Security software company Panda claims to have identified that brand new HTC Magic phones distributed by Vodafone might be carrying and distributing malware without the user's knowledge. The company has written a blog post claiming that a brand new Spanish handset, plugged into a computer for the first time, triggered an infection alert.
That infection allegedly comprised a Mariposa bot client, run by someone called tnls. The implications are severe - if infected, the handset could log all of your private data - phone calls, text messages, web passwords and browsing data and send it to a third party. The phone would also attempt to spread its infection to any computer it was plugged into.
The Vodafone HTC Magic also supposedly contained the Conficker worm, and a Lineage password stealing app. We've reached out to Vodafone UK and HTC for comment, but neither had got back to us at the time of writing. We'll keep a close eye on the story, and issue updates as we get them.
Update: HTC has got back to us, saying: "HTC operates rigorous quality assurance testing of all products entering the market. We believe this was an isolated incident but are working closely with Vodafone to investigate thoroughly.
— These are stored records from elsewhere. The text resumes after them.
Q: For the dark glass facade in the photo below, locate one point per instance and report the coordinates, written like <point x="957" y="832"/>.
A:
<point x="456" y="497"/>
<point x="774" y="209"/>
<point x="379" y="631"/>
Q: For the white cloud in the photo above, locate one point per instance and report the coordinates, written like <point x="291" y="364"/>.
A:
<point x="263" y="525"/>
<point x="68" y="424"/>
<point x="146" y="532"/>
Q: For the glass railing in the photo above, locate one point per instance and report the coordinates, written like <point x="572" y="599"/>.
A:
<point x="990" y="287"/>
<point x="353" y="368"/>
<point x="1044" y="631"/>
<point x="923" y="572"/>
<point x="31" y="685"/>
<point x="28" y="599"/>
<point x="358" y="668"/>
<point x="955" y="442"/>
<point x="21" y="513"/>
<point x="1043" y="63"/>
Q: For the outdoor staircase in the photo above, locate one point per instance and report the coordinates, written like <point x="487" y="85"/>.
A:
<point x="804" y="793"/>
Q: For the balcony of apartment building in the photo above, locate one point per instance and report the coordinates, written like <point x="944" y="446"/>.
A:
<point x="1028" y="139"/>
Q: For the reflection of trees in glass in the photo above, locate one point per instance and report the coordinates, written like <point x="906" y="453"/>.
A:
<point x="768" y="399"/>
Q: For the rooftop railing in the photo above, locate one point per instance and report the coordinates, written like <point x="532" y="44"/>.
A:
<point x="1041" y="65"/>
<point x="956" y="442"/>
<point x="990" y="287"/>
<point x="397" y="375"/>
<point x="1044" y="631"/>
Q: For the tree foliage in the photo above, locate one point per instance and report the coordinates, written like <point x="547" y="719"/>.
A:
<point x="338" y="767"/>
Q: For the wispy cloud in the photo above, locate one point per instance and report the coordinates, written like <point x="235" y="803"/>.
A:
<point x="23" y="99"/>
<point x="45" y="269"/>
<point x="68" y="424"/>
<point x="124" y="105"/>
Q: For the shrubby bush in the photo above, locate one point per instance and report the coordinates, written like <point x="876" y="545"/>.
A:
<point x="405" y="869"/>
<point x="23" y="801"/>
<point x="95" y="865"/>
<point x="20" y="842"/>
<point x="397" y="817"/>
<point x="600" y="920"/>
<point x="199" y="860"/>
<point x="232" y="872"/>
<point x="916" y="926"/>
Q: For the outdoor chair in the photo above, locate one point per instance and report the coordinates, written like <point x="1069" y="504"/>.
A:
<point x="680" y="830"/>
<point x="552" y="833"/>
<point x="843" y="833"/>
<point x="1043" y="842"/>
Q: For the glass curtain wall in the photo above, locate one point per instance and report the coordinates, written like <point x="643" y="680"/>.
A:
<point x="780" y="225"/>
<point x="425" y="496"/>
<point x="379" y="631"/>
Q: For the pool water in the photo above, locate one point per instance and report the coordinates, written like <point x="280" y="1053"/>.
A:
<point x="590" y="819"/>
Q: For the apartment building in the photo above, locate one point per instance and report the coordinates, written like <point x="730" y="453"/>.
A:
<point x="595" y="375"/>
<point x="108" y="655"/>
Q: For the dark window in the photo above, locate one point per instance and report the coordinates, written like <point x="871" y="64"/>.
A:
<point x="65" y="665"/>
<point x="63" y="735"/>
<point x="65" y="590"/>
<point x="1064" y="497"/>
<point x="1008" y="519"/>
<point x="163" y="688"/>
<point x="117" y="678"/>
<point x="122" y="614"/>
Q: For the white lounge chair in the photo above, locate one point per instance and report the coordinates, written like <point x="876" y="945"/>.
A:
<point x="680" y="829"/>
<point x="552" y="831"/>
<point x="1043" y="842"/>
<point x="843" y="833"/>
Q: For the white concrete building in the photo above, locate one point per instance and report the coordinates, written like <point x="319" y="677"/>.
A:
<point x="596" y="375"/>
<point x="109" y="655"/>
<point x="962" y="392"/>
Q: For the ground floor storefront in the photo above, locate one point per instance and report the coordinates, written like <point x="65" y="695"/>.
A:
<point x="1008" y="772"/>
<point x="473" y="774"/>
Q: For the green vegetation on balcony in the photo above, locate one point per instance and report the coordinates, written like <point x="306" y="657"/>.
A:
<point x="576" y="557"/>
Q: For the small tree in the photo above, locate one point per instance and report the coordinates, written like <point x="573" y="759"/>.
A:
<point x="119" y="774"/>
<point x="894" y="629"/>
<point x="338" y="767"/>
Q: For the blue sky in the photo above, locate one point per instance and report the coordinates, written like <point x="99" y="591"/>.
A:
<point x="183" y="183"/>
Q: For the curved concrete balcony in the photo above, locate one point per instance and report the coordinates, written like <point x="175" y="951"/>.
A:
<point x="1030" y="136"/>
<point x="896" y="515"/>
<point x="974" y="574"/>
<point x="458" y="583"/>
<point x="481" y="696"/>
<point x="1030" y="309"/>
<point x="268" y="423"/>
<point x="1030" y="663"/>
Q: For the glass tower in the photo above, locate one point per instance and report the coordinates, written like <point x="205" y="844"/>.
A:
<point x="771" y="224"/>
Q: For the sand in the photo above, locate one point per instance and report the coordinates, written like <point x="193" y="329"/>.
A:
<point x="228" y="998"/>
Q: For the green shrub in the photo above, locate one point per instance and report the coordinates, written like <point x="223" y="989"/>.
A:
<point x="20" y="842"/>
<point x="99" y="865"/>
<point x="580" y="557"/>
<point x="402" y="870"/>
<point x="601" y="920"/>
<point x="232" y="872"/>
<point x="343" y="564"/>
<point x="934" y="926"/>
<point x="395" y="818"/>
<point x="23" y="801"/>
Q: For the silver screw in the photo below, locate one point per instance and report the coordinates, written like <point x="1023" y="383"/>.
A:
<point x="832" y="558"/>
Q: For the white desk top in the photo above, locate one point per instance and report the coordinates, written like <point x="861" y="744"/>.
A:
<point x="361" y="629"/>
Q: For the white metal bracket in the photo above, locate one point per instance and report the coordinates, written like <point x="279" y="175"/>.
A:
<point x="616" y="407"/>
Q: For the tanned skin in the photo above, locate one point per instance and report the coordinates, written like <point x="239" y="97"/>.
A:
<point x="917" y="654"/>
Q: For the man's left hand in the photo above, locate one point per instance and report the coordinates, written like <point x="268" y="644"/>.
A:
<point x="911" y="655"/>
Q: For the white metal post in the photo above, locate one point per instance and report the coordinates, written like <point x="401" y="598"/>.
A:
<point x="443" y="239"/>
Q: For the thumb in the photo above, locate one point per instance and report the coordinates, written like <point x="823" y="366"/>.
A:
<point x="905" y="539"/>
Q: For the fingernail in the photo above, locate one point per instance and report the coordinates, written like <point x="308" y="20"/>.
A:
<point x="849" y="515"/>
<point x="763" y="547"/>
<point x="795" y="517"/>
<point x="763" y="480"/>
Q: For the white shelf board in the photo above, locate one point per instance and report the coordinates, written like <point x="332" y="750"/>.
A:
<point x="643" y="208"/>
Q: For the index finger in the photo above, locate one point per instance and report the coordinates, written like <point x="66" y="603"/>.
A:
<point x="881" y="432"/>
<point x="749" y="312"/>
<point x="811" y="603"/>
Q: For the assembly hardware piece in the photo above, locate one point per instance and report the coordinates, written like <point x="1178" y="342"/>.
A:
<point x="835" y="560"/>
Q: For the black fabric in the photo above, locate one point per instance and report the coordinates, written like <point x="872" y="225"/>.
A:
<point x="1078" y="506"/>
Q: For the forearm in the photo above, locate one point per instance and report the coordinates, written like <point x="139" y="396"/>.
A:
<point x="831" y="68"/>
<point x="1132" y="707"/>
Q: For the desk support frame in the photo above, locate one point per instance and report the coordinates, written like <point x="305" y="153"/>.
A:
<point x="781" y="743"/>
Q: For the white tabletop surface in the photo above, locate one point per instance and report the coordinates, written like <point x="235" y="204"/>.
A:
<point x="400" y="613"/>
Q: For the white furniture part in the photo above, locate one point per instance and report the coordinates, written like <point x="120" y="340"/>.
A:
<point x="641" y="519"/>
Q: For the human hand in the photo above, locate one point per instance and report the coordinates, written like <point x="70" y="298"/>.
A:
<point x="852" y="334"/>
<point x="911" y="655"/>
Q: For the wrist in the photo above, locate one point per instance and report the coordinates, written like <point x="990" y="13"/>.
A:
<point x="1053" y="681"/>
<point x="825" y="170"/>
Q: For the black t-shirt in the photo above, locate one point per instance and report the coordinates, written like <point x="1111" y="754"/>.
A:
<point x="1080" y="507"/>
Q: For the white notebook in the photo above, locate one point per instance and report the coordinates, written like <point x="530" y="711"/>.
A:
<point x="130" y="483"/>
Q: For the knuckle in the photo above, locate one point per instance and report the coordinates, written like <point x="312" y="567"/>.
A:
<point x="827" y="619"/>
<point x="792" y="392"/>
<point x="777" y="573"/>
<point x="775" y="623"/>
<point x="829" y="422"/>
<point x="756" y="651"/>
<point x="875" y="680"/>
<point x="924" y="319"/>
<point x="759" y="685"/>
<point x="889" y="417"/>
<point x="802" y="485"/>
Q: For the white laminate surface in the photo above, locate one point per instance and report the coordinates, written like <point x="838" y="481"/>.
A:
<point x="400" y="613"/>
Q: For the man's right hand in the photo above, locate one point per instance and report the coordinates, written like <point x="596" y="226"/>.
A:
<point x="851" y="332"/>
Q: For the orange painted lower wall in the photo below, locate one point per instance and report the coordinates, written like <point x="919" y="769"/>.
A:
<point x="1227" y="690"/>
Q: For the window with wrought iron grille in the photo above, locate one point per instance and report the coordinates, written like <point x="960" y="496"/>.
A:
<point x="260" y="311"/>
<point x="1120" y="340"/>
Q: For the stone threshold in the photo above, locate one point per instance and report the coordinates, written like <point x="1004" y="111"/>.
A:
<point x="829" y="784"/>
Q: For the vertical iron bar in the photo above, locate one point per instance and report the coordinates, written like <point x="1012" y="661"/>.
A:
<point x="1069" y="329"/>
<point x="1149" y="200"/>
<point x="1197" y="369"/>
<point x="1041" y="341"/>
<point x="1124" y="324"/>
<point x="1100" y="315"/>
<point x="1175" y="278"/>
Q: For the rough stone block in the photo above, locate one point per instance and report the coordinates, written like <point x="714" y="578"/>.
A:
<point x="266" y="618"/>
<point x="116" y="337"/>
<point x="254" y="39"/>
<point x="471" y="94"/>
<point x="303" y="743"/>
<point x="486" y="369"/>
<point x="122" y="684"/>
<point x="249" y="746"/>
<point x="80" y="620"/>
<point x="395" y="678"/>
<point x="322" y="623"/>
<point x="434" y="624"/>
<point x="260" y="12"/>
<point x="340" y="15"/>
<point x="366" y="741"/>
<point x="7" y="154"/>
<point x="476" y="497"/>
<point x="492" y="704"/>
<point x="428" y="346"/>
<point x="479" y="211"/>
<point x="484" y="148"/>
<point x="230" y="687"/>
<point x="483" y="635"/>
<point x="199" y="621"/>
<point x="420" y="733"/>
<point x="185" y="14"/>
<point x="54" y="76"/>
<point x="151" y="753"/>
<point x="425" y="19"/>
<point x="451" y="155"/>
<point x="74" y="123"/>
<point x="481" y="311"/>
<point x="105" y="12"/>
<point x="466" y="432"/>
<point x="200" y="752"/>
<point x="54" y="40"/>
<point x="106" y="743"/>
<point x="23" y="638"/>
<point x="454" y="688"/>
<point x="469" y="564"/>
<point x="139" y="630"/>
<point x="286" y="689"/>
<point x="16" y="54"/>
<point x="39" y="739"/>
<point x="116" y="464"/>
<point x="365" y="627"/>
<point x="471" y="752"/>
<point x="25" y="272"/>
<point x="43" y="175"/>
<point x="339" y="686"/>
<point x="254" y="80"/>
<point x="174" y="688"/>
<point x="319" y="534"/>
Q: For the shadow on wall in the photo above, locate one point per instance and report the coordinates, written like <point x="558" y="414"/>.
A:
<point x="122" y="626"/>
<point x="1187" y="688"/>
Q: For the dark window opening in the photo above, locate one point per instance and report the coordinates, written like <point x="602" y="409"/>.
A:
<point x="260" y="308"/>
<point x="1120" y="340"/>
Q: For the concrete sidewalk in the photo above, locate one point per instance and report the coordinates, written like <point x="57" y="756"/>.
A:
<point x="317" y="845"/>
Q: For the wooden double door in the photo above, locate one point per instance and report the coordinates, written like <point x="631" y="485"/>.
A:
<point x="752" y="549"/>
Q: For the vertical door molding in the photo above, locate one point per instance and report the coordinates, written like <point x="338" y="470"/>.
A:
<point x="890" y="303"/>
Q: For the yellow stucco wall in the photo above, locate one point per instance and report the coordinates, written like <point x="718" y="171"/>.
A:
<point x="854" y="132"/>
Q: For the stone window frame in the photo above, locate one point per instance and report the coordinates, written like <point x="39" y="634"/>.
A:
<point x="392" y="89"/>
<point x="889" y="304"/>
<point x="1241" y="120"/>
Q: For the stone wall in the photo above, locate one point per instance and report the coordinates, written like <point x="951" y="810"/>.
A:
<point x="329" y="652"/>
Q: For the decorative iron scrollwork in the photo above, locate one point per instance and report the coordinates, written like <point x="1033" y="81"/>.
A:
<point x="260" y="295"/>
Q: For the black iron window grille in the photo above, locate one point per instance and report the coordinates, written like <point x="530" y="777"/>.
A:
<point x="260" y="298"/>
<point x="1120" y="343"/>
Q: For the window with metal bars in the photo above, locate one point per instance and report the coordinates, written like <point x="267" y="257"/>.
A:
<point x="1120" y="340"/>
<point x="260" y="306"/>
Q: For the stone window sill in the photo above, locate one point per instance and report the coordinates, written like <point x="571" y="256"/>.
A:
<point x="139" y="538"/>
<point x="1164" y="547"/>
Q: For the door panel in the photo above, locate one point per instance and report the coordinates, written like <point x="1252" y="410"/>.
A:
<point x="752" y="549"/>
We have been delighted by the reaction of Vodafone customers to the HTC Magic and look forward to the arrival of the new HTC Legend and HTC Desire, which will be rolling out across EMEA in select markets from April 2010".
Update II: And here's a statement from Vodafone: "The device involved in the incident was purchased by a customer of Vodafone Spain and is currently being investigated. The early indications are that this was an isolated local incident. Vodafone UK has received no reported security problems customers using the HTC Magic, although we continue to monitor the situation closely. We take our customer's security and privacy extremely seriously and will take further action to protect our customers should it be necessary".